In his final official call with the outgoing US Ambassador to Ireland Kevin O’Malley, President Obama said he’d be visiting Ireland again soon.

“The lasts sentence that the president said to me on Wednesday of this week when we were saying goodbye was ‘please tell ‘em I’m coming’,” Ambassador O’Malley told Marian Finucane in an interview on RTE Radio.

“So I think that’s the President’s way of saying informally that you’ll probably see him again.”

As for a time-frame, O’Malley predicted “my guess is in the coming year or so.”

The message offers a sliver of insight into Obama’s plans after his presidency comes to an end and Donald Trump is inaugurated on January 20, and if his 2011 visit is any indication, Obama will be very warmly received on his next Irish trip as a private citizen.

During his 2011 visit, the President and First Lady Michelle Obama visited Moneygall, Co. Offaly, the town from which Obama’s Irish ancestor, Falmouth Kearney, hailed.

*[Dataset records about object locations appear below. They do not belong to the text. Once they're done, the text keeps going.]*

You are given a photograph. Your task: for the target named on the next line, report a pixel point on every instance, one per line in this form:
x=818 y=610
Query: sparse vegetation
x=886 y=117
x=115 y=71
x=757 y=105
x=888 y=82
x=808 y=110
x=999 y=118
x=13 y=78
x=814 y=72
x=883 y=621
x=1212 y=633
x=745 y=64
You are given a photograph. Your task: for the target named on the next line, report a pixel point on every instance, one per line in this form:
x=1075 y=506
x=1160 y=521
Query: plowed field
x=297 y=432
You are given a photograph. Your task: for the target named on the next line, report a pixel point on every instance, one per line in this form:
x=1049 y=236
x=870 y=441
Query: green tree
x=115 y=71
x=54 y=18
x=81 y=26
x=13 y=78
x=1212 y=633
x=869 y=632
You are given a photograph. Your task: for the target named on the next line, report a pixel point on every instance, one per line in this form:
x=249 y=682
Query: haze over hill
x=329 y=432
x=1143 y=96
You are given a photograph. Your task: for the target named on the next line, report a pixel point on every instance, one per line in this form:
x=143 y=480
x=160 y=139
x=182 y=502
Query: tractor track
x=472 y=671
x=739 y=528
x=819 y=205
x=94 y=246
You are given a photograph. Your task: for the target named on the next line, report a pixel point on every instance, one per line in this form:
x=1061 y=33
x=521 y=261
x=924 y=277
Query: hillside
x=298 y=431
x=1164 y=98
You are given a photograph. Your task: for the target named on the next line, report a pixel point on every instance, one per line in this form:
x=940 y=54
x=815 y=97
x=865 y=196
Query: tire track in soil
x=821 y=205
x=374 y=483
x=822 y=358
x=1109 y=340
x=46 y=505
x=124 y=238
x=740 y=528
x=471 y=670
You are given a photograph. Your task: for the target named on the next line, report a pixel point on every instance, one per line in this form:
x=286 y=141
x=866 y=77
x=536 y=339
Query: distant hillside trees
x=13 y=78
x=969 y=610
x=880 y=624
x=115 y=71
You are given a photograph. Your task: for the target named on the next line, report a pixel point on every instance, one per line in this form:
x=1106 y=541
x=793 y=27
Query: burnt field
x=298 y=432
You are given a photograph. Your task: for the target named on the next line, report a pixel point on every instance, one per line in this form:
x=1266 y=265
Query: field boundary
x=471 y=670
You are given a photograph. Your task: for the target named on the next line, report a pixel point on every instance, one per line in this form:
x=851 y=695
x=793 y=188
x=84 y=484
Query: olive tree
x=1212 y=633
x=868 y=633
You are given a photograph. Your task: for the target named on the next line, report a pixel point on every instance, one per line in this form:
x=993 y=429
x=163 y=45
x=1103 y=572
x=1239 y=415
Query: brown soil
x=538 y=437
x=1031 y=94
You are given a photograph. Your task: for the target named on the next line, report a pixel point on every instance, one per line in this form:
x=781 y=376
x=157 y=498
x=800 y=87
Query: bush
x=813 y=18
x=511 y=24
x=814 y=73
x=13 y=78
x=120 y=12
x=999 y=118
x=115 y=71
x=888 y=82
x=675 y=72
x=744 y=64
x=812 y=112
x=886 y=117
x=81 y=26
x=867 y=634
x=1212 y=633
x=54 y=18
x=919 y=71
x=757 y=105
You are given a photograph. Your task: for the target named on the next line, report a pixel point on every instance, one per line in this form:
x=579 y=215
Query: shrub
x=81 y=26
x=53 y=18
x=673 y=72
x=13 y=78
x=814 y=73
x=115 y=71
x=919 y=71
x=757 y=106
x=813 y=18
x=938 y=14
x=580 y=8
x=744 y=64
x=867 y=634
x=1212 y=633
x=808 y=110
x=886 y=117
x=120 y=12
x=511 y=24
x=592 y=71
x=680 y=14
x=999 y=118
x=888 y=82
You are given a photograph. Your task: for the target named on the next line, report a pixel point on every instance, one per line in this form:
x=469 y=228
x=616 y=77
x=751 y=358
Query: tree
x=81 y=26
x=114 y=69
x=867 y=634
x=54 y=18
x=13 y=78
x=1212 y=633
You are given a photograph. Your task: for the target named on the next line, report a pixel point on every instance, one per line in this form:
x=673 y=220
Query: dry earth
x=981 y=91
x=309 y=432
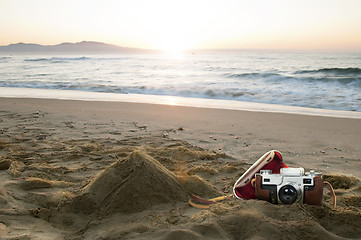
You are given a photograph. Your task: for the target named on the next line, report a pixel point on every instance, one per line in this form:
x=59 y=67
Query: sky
x=174 y=25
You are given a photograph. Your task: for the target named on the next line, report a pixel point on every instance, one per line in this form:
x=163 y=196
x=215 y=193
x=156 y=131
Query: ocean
x=320 y=81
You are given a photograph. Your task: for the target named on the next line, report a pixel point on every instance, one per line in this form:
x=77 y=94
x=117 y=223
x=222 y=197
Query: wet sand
x=111 y=170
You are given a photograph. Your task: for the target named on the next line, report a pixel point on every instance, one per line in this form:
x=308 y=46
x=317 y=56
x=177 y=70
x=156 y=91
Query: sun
x=173 y=44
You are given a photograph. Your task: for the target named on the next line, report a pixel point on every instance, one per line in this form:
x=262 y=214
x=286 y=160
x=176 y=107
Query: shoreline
x=230 y=131
x=66 y=165
x=9 y=92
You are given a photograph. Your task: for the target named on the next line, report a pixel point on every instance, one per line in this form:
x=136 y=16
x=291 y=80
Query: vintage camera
x=291 y=185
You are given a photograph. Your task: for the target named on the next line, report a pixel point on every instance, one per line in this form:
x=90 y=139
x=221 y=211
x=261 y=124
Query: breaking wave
x=335 y=71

Obama also addressed a crowd of 60,000 at College Green in Dublin’s city center, where he famously introduced himself as “Barack Obama, of the Moneygall O’Bamas. I am here to find the apostrophe that we lost along the way,” spoke to the special and enduring ties between Ireland and America, and concluded with the Irish translation of his 2008 campaign slogan, “Yes we can” - “Is féidir linn.”

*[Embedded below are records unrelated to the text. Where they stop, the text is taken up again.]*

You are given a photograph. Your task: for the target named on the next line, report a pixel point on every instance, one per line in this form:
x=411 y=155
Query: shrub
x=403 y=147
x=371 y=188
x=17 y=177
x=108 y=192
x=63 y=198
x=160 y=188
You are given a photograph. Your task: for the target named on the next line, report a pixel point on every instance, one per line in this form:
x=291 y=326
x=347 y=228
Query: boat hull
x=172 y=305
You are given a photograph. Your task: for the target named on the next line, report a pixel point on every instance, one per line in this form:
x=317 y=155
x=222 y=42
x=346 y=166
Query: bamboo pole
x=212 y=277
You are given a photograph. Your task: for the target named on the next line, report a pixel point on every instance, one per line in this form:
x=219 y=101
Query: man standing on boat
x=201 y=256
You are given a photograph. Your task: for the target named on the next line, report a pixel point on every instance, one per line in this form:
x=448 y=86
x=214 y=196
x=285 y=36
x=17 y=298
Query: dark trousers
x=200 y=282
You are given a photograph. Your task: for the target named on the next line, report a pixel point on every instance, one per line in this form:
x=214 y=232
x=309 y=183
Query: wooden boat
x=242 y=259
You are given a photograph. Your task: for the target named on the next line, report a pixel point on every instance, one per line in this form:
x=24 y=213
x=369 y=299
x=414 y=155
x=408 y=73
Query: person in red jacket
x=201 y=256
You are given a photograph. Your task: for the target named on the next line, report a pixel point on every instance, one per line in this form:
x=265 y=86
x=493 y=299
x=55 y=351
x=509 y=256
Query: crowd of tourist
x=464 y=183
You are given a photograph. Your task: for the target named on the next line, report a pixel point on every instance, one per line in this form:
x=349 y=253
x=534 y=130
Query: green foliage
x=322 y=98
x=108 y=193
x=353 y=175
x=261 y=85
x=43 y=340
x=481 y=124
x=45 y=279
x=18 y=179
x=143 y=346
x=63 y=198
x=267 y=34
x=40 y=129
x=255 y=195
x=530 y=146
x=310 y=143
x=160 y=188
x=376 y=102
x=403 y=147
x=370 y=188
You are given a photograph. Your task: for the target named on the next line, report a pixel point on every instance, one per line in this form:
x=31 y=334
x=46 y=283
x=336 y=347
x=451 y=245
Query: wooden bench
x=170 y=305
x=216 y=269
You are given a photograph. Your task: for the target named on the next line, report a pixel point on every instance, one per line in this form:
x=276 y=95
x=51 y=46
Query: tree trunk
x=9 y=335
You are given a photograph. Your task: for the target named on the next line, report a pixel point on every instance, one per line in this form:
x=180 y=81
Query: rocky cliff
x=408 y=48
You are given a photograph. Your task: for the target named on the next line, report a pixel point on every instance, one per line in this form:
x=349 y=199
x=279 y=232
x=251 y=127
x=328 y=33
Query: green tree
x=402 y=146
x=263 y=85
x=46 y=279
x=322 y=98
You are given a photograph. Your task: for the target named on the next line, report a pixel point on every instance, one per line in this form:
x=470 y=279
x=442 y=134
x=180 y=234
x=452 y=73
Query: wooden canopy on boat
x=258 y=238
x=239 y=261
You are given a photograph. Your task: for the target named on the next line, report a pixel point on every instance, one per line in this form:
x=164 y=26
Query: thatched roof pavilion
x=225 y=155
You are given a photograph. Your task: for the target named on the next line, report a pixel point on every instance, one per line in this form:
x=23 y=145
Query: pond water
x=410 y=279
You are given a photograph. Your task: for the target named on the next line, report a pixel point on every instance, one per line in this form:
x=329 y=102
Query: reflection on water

Michelle Obama returned to Dublin in the summer of 2013 with their daughters, Sasha and Malia, while President Obama attended the G8 summit, held that year in Northern Ireland.

O’Malley, one of the many non-career diplomats ordered to return to the US prior to Trump’s inauguration, will have long since left his post if and when Obama visits Ireland in the coming year.  Trump’s pick for the role is Irish American businessman, attorney and philanthropist Brian Burns.